Понятно также, почему Раскольников от этой «морали» бледнеет и корчится, как от прикосновения протягивающейся, присасывающейся к нему, скользкой и холодной щупальцы «самого холодного из чудовищ» – Государства, по выражению Ницше. Нельзя лучше показать, чем это сделано в образе Порфирия, до какого падения, до какого осквернения может дойти то, что принимается людьми за «христианскую нравственность». Трудно себе представить, чтобы сам Достоевский мог не только сознательно, но даже бессознательно стоять на стороне Порфирия против Раскольникова, смешивая «идею страдания», как внутреннего свободного подвига, с идеей «наказания», как внешней насильственной кары. Во всяком случае впоследствии окончательно понял он и высказал, что между этими двумя идеями нет ничего общего, что одна – государственная – исключает другую – религиозную: тем-то ведь и ужасна внешняя кара закона, что отнимает у преступника всякую возможность внутреннего добровольного искупления. Вот что говорит об этом уже не бунтующий анархист Раскольников, а смиренный старец Зосима в «Братьях Карамазовых»: «Все эти ссылки в работы, а прежде с битьем, никого не исправляют, а главное, почти никакого преступника и не устрашают, и число преступлений не только не уменьшается, а чем далее, тем более нарастает… И выходит, таким образом, что общество совсем не охранено, ибо хоть и отсекается вредный член механически и ссылается далеко, с глаз долой, но на его место тотчас же появляется другой преступник, а может, и два другие… Общество отсекает его от себя вполне механически торжествующею над ним силой и сопровождает отлучение это ненавистью и полнейшим к дальнейшей судьбе его, как брата своего, равнодушием и забвением». Эту господствующую в современной культуре, первобытную грубость и механичность в разрешении нравственных вопросов старец объясняет тем, что теперешнее государство есть «союз еще почти языческий».
– Социалист, верующий в Бога, социалист-христианин страшнее социалиста-безбожника, – замечает один из слушателей.
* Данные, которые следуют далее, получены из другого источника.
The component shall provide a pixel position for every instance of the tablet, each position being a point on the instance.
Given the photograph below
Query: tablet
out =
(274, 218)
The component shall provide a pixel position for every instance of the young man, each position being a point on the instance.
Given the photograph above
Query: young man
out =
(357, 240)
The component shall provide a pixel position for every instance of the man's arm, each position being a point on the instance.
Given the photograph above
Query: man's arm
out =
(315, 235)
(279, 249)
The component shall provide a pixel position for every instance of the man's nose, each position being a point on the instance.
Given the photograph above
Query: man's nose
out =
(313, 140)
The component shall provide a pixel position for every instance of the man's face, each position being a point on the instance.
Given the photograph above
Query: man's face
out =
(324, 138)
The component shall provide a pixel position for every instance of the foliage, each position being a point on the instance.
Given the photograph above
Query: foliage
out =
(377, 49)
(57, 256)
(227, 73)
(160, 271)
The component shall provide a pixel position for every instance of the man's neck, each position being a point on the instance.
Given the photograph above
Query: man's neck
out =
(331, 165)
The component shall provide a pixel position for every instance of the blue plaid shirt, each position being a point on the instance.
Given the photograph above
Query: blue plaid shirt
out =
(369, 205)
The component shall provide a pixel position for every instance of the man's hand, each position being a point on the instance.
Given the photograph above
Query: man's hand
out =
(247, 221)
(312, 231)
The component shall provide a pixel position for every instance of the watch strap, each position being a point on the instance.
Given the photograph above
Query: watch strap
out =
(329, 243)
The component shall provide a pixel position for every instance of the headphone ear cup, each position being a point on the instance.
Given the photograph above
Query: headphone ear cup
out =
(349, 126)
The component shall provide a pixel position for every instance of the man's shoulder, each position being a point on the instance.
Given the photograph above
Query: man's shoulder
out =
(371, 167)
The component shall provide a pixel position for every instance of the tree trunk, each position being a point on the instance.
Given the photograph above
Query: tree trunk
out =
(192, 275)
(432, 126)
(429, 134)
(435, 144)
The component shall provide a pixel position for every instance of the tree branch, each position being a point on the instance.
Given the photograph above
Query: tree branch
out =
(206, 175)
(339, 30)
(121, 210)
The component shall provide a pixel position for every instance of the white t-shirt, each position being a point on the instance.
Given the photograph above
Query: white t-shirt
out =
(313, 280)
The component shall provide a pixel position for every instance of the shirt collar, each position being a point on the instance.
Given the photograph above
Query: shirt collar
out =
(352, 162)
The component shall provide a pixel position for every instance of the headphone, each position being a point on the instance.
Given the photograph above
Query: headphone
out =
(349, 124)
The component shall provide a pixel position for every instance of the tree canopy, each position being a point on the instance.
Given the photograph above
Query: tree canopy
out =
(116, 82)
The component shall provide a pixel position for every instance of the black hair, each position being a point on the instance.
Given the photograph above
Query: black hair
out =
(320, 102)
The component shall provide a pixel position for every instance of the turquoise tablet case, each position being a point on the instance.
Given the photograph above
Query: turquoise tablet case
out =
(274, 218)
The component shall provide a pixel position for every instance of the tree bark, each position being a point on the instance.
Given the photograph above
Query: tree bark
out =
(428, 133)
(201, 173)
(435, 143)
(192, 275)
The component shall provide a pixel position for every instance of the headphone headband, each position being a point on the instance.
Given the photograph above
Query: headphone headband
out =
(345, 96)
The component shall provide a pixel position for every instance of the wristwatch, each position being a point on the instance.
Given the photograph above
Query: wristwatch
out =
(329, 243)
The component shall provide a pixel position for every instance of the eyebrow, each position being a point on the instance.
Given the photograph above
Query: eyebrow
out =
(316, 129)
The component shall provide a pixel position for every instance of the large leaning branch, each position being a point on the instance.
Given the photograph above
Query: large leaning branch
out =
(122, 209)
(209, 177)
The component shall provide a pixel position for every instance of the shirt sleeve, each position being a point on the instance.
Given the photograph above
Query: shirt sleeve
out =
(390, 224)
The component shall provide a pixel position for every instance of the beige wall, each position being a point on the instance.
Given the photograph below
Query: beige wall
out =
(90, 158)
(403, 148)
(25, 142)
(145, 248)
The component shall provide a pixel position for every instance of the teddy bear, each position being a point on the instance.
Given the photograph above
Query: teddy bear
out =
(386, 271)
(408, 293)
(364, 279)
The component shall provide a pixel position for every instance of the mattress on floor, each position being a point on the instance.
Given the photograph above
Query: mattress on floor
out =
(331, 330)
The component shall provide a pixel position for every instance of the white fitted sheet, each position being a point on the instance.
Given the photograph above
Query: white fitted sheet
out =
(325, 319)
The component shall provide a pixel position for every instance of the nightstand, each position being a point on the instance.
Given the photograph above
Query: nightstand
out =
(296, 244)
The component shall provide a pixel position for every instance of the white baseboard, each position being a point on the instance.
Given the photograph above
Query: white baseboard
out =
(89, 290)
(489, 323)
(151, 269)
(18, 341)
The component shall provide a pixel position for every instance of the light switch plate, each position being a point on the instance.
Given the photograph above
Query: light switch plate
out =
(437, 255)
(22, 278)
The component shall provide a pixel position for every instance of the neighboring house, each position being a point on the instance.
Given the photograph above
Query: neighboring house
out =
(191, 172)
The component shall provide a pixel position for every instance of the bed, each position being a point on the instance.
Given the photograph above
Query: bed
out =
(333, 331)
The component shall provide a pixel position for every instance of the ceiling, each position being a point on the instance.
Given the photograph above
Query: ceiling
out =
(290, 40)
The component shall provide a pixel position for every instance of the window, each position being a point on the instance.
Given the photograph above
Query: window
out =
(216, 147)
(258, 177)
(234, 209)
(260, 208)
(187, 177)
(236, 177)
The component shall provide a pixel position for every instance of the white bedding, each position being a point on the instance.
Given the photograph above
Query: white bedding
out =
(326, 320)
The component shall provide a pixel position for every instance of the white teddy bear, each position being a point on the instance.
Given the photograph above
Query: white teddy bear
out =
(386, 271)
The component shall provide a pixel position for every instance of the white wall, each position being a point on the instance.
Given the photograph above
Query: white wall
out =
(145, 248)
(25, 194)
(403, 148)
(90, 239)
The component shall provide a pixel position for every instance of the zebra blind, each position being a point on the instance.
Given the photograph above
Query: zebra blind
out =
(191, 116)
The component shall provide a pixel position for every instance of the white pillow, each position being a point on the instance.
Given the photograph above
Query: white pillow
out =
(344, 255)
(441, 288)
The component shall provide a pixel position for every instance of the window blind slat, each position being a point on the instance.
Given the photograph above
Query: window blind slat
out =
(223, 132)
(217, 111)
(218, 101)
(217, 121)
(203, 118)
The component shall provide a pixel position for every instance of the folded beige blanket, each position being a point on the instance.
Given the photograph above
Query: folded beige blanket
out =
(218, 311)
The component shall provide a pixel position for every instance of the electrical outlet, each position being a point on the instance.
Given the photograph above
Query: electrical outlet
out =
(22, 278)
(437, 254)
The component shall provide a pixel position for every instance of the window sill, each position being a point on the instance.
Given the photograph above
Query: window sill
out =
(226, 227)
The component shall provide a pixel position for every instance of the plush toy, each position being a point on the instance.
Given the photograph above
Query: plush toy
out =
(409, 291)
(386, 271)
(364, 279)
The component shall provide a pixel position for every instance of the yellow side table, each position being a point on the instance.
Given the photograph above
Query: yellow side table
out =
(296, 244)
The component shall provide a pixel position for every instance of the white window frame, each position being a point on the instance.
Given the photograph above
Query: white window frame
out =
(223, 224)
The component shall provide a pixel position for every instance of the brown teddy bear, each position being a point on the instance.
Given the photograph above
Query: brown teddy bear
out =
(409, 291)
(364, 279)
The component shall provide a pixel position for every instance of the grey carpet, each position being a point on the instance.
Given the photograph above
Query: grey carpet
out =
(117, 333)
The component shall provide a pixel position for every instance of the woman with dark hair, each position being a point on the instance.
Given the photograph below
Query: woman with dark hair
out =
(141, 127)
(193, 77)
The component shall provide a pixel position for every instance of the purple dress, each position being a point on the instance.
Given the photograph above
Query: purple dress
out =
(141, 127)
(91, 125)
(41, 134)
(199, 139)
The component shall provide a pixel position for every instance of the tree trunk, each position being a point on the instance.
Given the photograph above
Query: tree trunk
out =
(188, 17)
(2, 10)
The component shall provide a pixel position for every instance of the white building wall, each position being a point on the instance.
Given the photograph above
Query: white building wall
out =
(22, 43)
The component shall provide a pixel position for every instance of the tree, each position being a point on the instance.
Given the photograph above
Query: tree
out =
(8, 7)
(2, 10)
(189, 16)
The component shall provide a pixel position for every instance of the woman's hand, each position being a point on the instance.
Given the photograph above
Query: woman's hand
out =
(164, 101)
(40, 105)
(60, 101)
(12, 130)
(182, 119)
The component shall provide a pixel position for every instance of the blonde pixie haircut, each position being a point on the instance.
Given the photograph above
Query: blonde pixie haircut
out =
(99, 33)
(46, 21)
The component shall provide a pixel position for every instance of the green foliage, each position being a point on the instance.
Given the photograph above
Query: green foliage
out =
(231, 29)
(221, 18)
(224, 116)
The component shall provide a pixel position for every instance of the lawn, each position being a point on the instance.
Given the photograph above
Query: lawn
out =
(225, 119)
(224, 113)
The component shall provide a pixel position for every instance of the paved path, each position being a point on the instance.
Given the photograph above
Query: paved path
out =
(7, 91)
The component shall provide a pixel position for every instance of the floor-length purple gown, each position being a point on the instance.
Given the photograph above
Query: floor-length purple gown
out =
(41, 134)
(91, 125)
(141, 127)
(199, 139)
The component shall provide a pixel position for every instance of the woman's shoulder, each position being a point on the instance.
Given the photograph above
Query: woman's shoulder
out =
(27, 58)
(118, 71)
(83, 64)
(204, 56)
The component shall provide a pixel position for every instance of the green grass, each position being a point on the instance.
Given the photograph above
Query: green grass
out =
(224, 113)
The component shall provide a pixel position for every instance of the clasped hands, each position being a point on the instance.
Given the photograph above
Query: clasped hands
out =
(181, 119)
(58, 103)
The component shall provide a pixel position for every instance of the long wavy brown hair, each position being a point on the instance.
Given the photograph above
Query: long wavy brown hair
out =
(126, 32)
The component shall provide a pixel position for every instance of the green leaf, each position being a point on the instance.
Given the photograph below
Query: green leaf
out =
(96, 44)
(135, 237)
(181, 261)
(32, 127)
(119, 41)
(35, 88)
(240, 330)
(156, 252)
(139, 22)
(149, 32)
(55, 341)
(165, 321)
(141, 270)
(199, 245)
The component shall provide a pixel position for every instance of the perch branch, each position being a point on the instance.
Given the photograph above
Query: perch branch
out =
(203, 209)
– То есть, вы… и в нас видите социалистов? – прямо и без обиняков спрашивает отец Паисий, единомышленник старца Зосимы.
У Достоевского нет ответа на этот любопытный вопрос. Но, кажется, ответ ясен: в самом деле, ежели старец Зосима и отец Паисий не анархисты, то все-таки не ближе ли они, конечно, в отрицательной только, критической стороне учения своего, к Раскольникову-разрушителю, чем к Порфирию-охранителю.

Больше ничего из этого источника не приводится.